Yalnızlık da kalabalıktım. En keyifli zamanlarda tokuşturuyordum kadehimi benimle.

Kendime erişim engellerini kaldıralı çok oldu. Dayadım aklıma merdiven, buyurun.

Defterimin arasından çıkarıyorum vermediğim papatyaları.

Sürgün değildim, kaçmam tamamen korkmamdandı hak etmediklerimden.

Seviyordum romanlarda yaşamayı, okuyana iyi geliyordu.

Gündelik şeylerdi uğraşmak isteği, soru işaretiydi yarın. Elbise olsaydı pek yakıştı diyecektim, ölüm de yakışır bana.

Ağlayanım değil gülenim olsun. Muskasızdım, annem efsunlamıştı, ondandı tümcelerimin atarlılığı. Yazmamak bekarlıkmış, yazamadığımda anlıyorum.

Azılı katillerde öldüremedi dünden iki gün sonrasını.

Yolunuzdaki ışık gibi kıramazsınız beni.

Gayri resmi tarihçilerin de anlayacağı türdendi yazmalarım.
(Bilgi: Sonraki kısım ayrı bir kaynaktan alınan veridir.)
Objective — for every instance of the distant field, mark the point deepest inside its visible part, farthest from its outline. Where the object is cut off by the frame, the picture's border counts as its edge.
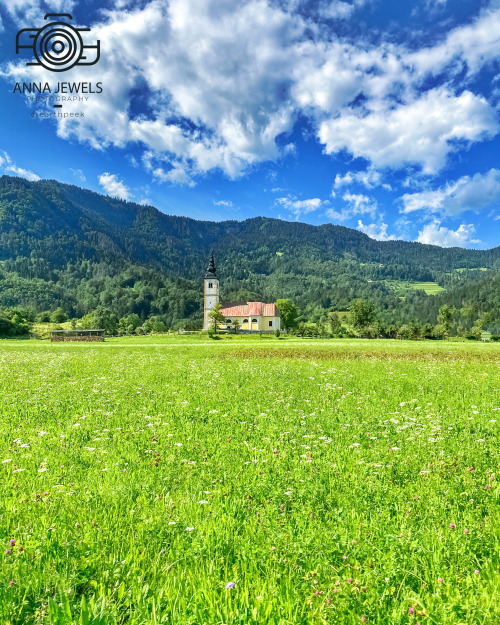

Koyduğumda başımı buluta kaçıyor uykum.

Küsmedi uzayan kahkahalarıma.

Yenilgilerimin huyu suyu hürmetine bir elimde fotoğrafı, ötekinde bakışım.
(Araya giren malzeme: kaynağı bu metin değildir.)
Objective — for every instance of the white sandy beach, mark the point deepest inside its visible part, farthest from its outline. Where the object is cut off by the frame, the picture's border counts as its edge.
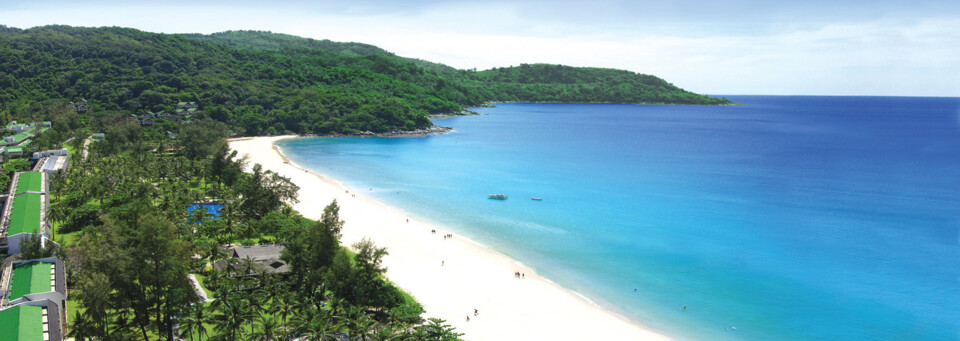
(473, 276)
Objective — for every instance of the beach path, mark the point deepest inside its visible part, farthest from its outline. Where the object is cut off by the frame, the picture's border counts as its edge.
(451, 276)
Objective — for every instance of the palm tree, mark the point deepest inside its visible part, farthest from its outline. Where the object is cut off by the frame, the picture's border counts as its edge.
(267, 328)
(230, 315)
(317, 324)
(192, 322)
(387, 332)
(358, 323)
(248, 265)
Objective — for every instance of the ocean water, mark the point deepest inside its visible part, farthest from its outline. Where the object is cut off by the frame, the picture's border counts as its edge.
(825, 218)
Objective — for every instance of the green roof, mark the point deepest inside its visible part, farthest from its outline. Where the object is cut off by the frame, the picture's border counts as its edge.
(22, 322)
(29, 181)
(30, 278)
(25, 214)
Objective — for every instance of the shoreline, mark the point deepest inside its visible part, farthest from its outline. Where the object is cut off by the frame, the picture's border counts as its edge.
(450, 276)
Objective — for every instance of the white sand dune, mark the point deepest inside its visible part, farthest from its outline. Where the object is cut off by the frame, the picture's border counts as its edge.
(472, 276)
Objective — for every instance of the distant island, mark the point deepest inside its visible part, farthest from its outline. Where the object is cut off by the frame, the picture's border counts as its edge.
(263, 83)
Yastığın altına zulaladığım oydu.

Kötülük kazandıkça iyimser oluyorum.

Hırsızlığı suçtan çıkarıyorum, aklımı çaldı.

Kumsala yazılacak bir isim değilim, dalganın süpüreceği. Posta kutumdan el izi çıktı, geçmişime dokunmuş.
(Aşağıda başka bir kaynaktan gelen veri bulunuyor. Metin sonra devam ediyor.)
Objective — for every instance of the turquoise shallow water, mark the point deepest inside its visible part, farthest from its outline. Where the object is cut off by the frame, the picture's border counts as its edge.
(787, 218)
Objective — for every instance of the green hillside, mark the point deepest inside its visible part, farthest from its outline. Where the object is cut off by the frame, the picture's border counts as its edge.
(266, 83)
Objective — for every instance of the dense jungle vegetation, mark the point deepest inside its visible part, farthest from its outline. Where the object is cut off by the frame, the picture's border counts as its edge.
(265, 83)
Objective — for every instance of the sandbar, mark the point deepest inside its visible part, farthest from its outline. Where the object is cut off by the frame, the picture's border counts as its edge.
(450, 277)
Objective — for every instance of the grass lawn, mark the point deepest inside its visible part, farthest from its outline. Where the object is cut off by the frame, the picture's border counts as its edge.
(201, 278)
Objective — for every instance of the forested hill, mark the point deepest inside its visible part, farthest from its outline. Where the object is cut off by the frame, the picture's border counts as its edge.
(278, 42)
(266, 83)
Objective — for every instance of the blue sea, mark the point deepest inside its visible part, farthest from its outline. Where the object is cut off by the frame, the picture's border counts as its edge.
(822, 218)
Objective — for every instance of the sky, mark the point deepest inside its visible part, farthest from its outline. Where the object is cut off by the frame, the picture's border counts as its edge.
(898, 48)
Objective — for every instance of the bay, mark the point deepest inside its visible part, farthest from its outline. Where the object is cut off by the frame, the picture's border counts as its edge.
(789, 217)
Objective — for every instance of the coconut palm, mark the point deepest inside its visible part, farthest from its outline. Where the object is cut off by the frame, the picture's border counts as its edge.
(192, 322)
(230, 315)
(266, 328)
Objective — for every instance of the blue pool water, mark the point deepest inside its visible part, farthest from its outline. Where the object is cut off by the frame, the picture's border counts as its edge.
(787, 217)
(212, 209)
Bulmuyorsa yazmalarım yerini, lütfen söyleyin, daha çok yazayım.

Gideceğim diye tutturdu, gittim ona.

Çıktığım eve dönüyorum, anılarım çağırmış.

Ölürsem söyleyemem, geç kal bana.

Papatya mevsimindeydik, seviştik.

Aşkın rengi Özenç'ti, ben sana nar gibiydim.